Se volessi essere esauriente dovrei esporre una filologia per la parola “fede” e quindi sviluppare le sue diverse forme. Dirò invece che la parola “fede” ha assunto nel nostro tempo il ristretto significato di credere sulla base di motivi soggettivi, cioè una conoscenza che in realtà non è conoscenza, ma solo un suo soggettivo surrogato. Non sempre si intese questo con “fede”. Per comprendere da dove è veramente nata l’idea della fede occorre aver presente dell’altro.

 

Come ho solo accennato nella conferenza di oggi, un tempo l’anima era collegata alla realtà in un altro modo.

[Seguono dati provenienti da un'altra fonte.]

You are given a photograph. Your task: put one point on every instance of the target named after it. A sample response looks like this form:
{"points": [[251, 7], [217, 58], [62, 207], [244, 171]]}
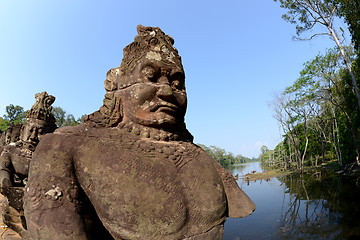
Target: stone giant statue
{"points": [[131, 170], [15, 157]]}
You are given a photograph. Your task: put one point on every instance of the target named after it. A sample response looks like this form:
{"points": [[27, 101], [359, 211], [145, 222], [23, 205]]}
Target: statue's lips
{"points": [[164, 108]]}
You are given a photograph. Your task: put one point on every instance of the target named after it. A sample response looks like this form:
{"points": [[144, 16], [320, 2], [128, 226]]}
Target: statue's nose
{"points": [[164, 90], [33, 135]]}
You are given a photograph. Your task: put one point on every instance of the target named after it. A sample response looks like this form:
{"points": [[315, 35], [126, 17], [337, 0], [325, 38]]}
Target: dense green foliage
{"points": [[226, 158], [319, 113], [15, 114]]}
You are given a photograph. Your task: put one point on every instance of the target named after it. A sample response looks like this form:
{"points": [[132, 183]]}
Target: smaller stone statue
{"points": [[20, 143]]}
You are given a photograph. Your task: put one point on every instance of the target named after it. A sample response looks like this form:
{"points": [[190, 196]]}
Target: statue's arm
{"points": [[5, 169], [239, 204], [51, 203]]}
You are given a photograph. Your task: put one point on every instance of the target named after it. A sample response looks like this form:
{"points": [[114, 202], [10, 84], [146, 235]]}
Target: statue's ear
{"points": [[117, 113]]}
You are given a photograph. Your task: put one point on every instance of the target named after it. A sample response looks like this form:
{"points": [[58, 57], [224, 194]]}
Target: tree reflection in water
{"points": [[320, 206]]}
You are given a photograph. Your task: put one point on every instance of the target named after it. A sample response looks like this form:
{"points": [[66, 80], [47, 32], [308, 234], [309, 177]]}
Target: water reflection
{"points": [[316, 206]]}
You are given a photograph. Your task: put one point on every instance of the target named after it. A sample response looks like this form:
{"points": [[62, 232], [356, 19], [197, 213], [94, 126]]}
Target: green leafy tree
{"points": [[4, 124], [308, 14]]}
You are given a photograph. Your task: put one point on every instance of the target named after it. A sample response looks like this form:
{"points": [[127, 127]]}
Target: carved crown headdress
{"points": [[42, 108], [151, 43]]}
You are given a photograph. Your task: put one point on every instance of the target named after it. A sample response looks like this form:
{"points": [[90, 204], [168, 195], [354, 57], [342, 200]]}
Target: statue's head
{"points": [[148, 88], [39, 120]]}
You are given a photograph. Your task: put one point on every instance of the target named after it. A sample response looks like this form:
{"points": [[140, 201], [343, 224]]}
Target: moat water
{"points": [[316, 206]]}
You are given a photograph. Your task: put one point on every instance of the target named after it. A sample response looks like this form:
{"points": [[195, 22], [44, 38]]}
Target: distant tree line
{"points": [[16, 114], [225, 158], [319, 113]]}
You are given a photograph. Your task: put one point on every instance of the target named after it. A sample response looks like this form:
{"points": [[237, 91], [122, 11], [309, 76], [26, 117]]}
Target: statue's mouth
{"points": [[165, 107]]}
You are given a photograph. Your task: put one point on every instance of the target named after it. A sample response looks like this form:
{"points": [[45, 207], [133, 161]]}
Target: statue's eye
{"points": [[41, 131], [177, 81], [149, 72]]}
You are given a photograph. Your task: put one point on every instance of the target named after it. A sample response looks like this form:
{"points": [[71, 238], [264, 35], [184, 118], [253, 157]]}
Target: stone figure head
{"points": [[39, 119], [148, 88]]}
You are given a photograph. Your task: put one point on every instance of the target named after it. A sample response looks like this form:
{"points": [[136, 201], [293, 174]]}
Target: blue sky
{"points": [[236, 55]]}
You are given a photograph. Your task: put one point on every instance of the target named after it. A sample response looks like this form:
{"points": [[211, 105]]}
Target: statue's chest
{"points": [[151, 187]]}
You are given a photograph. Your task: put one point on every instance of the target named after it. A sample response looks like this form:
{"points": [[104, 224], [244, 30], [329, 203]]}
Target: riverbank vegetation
{"points": [[226, 158], [319, 114]]}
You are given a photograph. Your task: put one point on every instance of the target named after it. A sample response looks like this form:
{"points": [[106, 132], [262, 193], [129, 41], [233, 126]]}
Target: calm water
{"points": [[314, 206]]}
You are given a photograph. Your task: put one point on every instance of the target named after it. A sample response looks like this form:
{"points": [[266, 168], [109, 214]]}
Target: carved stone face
{"points": [[158, 99], [33, 130]]}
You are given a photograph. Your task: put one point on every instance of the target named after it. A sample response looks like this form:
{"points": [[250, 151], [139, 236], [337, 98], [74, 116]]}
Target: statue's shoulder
{"points": [[80, 129]]}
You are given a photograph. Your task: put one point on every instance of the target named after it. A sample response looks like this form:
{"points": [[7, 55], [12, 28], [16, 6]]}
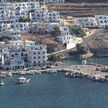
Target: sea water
{"points": [[53, 91]]}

Si staccò dalla realtà naturale solo di recente. Nei tempi antichi, in cui l’anima era più collegata con la realtà spirituale e sviluppava un’interiore coscienza del contenuto animico in altro modo da quello dell’attuale moderna antroposofia, si sapeva che quando si riteneva vero qualcosa non era solo un comportamento teorico, ma insieme al credere vi era la forza del sé. Quando ho un ideale e “credo” al mio ideale, il credere non è solo aver coscienza dell’ideale, ma gli si unisce una forza animica. Il collegamento di tale forza con l’ideale da parte dell’uomo porta alla realtà, contribuisce alla realtà. Un positivo sviluppo di forze è quindi insito nella “fede”.

 

Nell’interessante libro di Ricarda Huch La fede di Lutero, viene alla luce in modo adeguato il concetto di fede. Anche qui si ritiene che il concetto di fede non sia solo un credere, ma un collegarsi con il reale divenire; si potrebbe dire che partecipando alla forza della fede si ha in sé qualcosa di paragonabile al seme della pianta che non è ancora una vera pianta, ma ha la forza di diventarlo.

 

Quel che si vuole nella fede non è un’immagine conoscitiva, ma un elemento di pensiero che si collega con una forza reale, così da essere con la fede nella realtà. Se qualcuno volesse asserire che la fede non gli porta alcuna conoscenza, dovrebbe comunque ammettere che il concetto di fede, usato in questo modo, lo pone nella realtà. Questi sono solo accenni, schizzi.